In a chapter for the book, which aims to contribute to the policy discussion ahead of 2015’s General Election, the Director of the Higher Education Policy Institute, Nick Hillman, said that ‘the confusion over international students’ needs to be resolved.
He calls for international students to be excluded from the numbers surrounding the cap on immigration from outside of the EU, and echoes the view of Jo Johnson, head of the Number 10 Policy Unit, who wrote in the Financial Times in 2012: ‘The government faces real choices over policy on international students.
‘The difference they make to long-term net migration is relatively small. The difference these choices make to the education sector, to Britain’s soft power around the world and to the UK economy is very significant.’

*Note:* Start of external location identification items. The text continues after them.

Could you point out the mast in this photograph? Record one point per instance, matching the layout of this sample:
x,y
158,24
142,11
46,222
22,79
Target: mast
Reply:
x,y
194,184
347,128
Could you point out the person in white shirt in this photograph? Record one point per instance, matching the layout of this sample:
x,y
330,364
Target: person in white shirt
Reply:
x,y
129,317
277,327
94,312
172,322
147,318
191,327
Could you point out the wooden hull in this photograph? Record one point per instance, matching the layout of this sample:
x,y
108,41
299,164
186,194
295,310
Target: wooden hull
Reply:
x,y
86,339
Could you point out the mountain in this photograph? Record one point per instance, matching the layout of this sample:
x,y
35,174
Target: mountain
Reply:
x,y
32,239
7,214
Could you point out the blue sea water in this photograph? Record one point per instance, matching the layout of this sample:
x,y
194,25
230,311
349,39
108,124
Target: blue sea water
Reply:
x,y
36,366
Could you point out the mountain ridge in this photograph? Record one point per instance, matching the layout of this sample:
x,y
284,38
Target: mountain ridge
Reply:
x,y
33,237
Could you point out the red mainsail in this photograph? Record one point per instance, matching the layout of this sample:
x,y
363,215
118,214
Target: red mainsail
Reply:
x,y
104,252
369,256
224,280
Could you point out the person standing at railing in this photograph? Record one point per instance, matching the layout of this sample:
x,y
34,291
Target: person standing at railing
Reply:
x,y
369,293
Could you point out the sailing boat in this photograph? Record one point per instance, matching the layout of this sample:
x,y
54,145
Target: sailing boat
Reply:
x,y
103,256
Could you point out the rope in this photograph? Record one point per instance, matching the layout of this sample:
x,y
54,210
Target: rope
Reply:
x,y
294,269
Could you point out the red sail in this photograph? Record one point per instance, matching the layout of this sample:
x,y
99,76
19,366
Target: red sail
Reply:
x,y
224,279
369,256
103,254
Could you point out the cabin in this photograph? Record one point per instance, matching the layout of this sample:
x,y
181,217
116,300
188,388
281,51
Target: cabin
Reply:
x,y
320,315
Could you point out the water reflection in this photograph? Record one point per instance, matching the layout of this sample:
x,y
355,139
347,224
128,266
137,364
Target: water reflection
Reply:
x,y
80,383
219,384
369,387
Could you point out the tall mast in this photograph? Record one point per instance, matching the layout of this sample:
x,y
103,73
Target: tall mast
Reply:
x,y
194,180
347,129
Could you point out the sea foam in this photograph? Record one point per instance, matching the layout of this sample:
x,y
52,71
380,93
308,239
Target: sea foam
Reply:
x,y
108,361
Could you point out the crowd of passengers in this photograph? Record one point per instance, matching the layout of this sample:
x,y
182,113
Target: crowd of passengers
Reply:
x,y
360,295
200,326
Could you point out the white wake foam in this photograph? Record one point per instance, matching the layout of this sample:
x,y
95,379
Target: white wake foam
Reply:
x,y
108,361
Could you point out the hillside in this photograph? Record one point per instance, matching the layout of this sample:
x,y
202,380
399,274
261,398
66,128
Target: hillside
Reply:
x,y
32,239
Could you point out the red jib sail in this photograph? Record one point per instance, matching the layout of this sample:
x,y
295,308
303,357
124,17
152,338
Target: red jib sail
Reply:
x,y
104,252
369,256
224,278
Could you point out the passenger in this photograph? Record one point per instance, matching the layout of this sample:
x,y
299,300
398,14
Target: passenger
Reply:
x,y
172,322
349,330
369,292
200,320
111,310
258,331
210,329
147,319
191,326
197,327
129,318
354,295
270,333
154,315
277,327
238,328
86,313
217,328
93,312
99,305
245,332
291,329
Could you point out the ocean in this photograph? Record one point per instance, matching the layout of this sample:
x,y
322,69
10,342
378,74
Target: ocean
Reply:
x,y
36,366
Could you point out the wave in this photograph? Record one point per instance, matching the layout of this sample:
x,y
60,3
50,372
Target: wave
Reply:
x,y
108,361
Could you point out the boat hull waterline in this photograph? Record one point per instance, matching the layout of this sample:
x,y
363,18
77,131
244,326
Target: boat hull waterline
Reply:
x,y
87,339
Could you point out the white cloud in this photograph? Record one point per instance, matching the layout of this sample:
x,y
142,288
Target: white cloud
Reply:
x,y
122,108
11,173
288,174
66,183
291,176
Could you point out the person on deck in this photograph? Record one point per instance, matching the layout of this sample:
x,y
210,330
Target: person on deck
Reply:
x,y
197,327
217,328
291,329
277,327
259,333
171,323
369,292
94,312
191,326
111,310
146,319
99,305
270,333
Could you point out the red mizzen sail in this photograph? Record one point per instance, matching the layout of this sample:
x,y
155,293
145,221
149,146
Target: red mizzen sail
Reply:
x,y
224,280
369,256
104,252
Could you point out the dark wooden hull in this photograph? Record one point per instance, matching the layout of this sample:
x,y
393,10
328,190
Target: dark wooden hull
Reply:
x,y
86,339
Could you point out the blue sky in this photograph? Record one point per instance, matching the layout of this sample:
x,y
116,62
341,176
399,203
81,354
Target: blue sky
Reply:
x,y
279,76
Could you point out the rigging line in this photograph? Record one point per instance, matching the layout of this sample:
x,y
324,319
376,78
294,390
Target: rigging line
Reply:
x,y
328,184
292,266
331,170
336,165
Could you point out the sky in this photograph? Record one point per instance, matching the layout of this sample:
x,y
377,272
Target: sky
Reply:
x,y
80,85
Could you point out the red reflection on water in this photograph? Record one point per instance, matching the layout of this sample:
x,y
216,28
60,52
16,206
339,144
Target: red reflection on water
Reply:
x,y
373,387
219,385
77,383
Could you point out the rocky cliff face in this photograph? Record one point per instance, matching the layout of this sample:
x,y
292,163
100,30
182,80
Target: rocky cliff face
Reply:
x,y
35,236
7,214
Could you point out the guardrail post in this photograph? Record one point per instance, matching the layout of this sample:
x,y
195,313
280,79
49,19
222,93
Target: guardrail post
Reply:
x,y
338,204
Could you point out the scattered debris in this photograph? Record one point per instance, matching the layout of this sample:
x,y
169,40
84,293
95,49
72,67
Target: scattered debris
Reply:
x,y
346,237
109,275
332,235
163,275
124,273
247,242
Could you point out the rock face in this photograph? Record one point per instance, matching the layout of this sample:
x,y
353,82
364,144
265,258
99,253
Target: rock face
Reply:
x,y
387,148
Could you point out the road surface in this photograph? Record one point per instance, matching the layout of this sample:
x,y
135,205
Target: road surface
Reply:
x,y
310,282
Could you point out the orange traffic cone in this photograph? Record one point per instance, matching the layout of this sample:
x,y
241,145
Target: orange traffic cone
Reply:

Hillman’s essay in The modernisers’ manifesto, which also says that university tuition fees are ‘here to stay,’ no matter which of the mainstream parties are elected to government, sees him write: ‘Were any party to combine a commitment to expansion [of student numbers] with a commitment to ensuring the sector is more responsive to student needs, it would be a very enticing combination.’
He contributed the essay in a personal capacity – not through partisanship – and thinks that international students ‘bring enormous economic, social and cultural benefits to the UK.’
It follows Chancellor George Osborne’s announcement in the 2013 Autumn Statement that the cap on the number of students allowed to be admitted to England’s universities is to be lifted in 2015.